Member of the National Assembly of the Republic of Serbia
- In office 3 June 2016 – 3 August 2020

Personal details
- Born: 1953 (age 72–73)
- Party: SRS

= Dubravko Bojić =

Serbian politician (born 1953)

Dubravko Bojić (Дубравко Бојић; born 1953) is a Serbian politician. He served in the Serbian parliament from 2016 to 2020 as a member of the far-right Serbian Radical Party (SRS).

==Private career==
Bojić is a retired professor of the Russian language living in Belgrade.

==Politician==
Bojić received the seventeenth position on the Radical Party's electoral list in the 2016 Serbian parliamentary election and was elected when the party won twenty-two mandates. The Serbian Progressive Party (SNS) and its allies won a majority victory, and the Radicals served afterward in opposition. During his assembly term, Bojić was a member of the education committee, (Note: Formally known as the Committee on Education, Science, Technological Development, and the Information Society.) a deputy member of the foreign affairs committee and the health and family committee, a member of a commission to "investigate the consequences of the NATO 1999 bombing on the health of the citizens of Serbia, as well as the environment, with a special focus on the impact of the depleted uranium projectiles," and a member of the parliamentary friendship groups with Belarus, Kazakhstan, Russia, Spain, and Venezuela.

In March 2017, Bojić participated in a Radical Party parliamentary delegation to Crimea to mark the three-year anniversary of the area's de facto joining of the Russian Federation. The government of Ukraine, which considers Crimea to be its sovereign territory, issued a five-year travel ban to Bojić and other members of the delegation. Two months later, Bojić took part in a Radical Party delegation to the breakaway Donetsk People's Republic. He returned to Crimea in November 2017, visiting Yalta with fellow parliamentarian Aleksandar Šešelj and co-founding a group called "Friends of Crimea."

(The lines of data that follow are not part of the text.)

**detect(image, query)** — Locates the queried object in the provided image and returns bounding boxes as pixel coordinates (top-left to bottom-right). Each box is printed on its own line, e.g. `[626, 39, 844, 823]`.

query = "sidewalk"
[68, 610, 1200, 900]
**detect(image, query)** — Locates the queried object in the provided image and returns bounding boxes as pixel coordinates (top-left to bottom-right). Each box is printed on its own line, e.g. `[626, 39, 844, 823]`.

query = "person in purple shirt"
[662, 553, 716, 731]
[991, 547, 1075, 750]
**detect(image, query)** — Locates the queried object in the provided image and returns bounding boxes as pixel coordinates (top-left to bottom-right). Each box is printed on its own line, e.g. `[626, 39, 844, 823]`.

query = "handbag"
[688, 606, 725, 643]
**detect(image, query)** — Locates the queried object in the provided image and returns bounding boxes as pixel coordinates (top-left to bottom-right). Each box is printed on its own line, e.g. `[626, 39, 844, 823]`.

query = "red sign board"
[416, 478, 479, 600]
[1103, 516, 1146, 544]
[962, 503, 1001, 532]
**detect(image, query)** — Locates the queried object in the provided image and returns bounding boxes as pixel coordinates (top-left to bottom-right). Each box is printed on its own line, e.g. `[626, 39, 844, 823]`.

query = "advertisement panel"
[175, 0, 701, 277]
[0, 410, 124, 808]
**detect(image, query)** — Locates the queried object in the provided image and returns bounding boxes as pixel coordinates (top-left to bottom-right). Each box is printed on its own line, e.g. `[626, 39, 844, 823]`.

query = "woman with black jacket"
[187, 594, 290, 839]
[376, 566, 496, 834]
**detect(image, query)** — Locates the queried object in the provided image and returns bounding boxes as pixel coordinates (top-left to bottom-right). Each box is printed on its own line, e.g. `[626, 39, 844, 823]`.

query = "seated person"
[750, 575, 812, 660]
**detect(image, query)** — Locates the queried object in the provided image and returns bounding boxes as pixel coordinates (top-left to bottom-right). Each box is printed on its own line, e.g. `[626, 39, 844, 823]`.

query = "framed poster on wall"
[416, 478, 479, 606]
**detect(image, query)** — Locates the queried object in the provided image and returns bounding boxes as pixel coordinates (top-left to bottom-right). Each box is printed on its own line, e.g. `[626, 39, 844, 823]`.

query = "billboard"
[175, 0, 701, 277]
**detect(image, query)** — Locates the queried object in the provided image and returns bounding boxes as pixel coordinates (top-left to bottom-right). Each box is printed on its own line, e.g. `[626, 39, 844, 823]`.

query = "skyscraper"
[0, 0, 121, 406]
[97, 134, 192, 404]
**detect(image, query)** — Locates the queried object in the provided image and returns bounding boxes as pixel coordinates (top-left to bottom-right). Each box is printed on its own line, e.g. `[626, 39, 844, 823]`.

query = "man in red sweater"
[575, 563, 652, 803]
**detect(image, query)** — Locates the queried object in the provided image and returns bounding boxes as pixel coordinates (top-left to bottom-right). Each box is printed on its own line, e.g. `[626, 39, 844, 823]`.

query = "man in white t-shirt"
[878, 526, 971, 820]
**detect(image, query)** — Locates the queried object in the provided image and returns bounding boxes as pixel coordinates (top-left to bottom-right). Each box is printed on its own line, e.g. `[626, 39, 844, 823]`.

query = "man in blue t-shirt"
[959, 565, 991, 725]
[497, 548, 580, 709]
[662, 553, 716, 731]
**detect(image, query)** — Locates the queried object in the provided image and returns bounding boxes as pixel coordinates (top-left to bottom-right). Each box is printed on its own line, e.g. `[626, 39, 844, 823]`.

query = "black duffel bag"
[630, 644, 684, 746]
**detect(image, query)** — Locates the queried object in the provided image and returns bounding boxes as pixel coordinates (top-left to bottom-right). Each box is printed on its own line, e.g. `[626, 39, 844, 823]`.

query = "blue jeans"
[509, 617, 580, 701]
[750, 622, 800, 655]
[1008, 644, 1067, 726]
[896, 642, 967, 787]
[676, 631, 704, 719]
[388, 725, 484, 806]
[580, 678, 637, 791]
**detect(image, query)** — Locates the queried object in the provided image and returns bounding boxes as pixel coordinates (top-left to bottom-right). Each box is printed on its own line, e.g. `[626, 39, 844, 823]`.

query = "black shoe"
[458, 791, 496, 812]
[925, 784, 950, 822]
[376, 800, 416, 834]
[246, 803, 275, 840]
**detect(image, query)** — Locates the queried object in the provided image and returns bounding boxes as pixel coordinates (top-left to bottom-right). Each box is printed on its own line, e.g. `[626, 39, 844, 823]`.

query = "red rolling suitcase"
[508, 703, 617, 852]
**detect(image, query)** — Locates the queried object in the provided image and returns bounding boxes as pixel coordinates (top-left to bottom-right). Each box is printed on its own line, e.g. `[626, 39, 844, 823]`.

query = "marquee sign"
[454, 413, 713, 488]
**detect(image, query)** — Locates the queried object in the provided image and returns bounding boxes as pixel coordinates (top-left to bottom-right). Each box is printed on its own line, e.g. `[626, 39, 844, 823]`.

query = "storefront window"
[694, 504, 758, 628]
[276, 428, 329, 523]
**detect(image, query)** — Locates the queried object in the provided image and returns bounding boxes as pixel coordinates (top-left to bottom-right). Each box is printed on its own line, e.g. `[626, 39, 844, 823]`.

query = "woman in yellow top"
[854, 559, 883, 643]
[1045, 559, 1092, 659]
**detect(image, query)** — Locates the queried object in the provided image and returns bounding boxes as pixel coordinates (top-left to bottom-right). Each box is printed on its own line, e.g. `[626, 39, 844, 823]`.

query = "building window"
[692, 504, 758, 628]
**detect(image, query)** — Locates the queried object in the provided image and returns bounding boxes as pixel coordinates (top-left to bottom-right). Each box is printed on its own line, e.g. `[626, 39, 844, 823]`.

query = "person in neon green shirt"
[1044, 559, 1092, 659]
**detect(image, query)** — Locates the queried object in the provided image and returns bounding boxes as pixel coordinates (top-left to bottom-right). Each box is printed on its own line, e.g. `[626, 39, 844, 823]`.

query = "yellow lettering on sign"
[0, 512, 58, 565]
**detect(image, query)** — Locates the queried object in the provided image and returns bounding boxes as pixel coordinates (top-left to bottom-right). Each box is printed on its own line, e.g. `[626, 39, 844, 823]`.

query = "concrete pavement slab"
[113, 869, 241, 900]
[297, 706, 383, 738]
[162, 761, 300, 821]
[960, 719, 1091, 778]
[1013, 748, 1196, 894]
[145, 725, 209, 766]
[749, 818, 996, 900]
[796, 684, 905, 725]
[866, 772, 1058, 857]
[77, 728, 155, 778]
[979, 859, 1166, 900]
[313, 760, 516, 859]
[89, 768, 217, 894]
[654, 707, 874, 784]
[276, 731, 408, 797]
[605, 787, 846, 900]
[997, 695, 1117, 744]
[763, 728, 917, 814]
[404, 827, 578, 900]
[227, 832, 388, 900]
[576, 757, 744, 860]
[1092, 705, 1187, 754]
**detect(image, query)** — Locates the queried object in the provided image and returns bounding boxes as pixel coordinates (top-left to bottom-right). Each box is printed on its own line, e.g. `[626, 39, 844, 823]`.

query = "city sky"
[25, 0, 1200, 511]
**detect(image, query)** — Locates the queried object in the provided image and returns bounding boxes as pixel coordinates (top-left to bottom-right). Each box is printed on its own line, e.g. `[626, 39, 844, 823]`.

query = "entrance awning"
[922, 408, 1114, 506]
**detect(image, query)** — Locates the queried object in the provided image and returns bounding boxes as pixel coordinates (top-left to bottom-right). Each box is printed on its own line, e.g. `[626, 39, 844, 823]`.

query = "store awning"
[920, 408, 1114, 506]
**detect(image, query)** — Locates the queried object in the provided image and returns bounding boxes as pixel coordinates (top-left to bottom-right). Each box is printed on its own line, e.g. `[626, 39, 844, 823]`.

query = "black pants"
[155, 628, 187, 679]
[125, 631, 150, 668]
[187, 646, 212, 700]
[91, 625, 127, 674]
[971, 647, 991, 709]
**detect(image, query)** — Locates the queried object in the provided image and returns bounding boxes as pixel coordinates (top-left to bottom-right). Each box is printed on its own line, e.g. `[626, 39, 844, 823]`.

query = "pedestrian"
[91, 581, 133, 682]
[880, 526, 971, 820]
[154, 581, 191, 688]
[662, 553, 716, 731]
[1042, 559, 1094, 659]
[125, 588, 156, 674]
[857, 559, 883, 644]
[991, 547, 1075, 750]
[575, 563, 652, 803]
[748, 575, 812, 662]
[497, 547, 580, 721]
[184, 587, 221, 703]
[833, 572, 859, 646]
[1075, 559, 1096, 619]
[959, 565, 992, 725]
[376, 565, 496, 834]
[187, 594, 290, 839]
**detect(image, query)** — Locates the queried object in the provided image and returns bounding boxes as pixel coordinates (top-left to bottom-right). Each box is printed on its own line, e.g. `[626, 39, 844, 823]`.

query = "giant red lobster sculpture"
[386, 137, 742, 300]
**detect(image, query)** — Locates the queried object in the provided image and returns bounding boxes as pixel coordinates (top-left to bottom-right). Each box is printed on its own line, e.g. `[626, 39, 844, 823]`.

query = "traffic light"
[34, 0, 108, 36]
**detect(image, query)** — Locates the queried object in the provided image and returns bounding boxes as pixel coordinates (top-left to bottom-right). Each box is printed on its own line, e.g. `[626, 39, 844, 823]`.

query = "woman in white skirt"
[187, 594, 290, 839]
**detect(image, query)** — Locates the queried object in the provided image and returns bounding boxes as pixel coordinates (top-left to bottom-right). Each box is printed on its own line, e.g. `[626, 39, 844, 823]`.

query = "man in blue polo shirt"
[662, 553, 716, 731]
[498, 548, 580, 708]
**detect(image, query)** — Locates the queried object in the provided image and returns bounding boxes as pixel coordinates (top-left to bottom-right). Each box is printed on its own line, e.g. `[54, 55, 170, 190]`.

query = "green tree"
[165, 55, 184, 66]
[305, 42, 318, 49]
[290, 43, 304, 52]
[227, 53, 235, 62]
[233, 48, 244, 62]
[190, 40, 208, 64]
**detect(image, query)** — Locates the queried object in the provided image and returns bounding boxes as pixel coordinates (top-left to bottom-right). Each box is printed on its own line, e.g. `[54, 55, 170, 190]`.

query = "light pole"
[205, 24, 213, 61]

In March 2018, Bojić took part in a multi-party delegation of Serbian parliamentarians to monitor the 2018 Russian presidential election.

He was promoted to the ninth position on the Radical Party's list in the 2020 parliamentary election and to the seventh position on the party's list for the 2022 Serbian parliamentary election. In both instances, the party fell below the electoral threshold for assembly representation.